Since 1884 Marchtaler was captain in command of a company in the infantry regiment "Kaiser Wilhelm, King of Prussia" (2nd Württembergisches) No. 120 . In 1886 he came as an adjutant to the General Command of the XIII. Württemberg Army Corps . In 1890 he was promoted to major . As a wing adjutant to the King of Württemberg, he joined the military cabinet in Berlin in 1893 to represent his country's military interests. In 1897 he was promoted to colonel . From 1898 he was in the Württemberg Ministry of War, among other things, responsible for the personnel of the Württemberg officers. In 1900 he was promoted to military plenipotentiary in Berlin. After he had been appointed city ​​commander of Stuttgart in 1903 , he was appointed Minister of War on June 10, 1906. As Minister of State and Head of the Württemberg Department of Warfare, he was a member of the Breitling and Weizsäcker governments until November 1918 . In 1908 he became adjutant general of King Wilhelm II and received the rank of general of the infantry .

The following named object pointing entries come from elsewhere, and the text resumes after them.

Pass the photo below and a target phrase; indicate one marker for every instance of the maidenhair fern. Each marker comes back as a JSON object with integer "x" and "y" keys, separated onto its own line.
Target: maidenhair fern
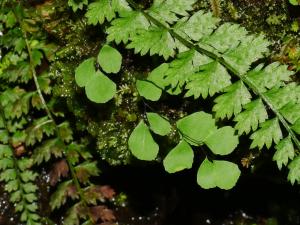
{"x": 98, "y": 87}
{"x": 18, "y": 177}
{"x": 207, "y": 58}
{"x": 25, "y": 142}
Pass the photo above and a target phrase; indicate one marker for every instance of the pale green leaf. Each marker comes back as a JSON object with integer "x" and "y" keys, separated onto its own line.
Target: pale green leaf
{"x": 279, "y": 97}
{"x": 195, "y": 128}
{"x": 272, "y": 75}
{"x": 294, "y": 173}
{"x": 186, "y": 64}
{"x": 141, "y": 143}
{"x": 37, "y": 57}
{"x": 100, "y": 11}
{"x": 254, "y": 114}
{"x": 77, "y": 4}
{"x": 222, "y": 174}
{"x": 227, "y": 36}
{"x": 179, "y": 158}
{"x": 210, "y": 79}
{"x": 199, "y": 25}
{"x": 242, "y": 56}
{"x": 158, "y": 124}
{"x": 148, "y": 90}
{"x": 12, "y": 185}
{"x": 269, "y": 131}
{"x": 231, "y": 103}
{"x": 100, "y": 88}
{"x": 296, "y": 126}
{"x": 223, "y": 141}
{"x": 84, "y": 72}
{"x": 157, "y": 75}
{"x": 59, "y": 197}
{"x": 284, "y": 152}
{"x": 166, "y": 11}
{"x": 294, "y": 2}
{"x": 155, "y": 40}
{"x": 110, "y": 59}
{"x": 291, "y": 112}
{"x": 122, "y": 29}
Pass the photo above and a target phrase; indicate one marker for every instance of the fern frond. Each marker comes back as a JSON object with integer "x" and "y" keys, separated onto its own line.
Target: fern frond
{"x": 232, "y": 102}
{"x": 168, "y": 11}
{"x": 211, "y": 79}
{"x": 284, "y": 152}
{"x": 102, "y": 10}
{"x": 123, "y": 29}
{"x": 155, "y": 40}
{"x": 198, "y": 26}
{"x": 227, "y": 47}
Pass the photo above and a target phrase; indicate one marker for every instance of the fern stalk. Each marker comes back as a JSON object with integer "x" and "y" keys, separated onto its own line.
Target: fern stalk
{"x": 51, "y": 118}
{"x": 222, "y": 61}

After the beginning of the First World War , in September 1914 he also occupied the position of deputy commanding general of the XIII. Army Corps in order to have a direct view of the instructions issued from Berlin and thus to be able to maintain a residual degree of independence of the Württemberg military administration. According to Marchtaler, party politics had to be subordinate to military interests during the war. For health reasons he did not join the last “parliamentary” government of the royal state government, the Liesching government, which was formed shortly before the November Revolution .

family

Marchtaler married Helene Milz (1855–1935) in Heilbronn in 1879. She was the daughter of the Stuttgart-based attorney general Ewald Milz and his wife Berta Luise Marie, née Haag. The marriage remained childless.

Honors

Grave in the Pragfriedhof in Stuttgart

literature

Individual evidence

  1. a b c d e f g h i j k l m n o p q r Court and State Manual of the Kingdom of Württemberg 1914. p. 26.
  2. Otto von Moser : Die Württemberger in the world wars. 2nd expanded edition, Chr.Belser AG, Stuttgart 1928, p. 109.
  3. Prussian War Ministry (ed.): Ranking list of the Royal Prussian Army and the XIII. (Royal Württemberg) Army Corps for 1914. ES Mittler & Sohn , Berlin 1914, p. 1156.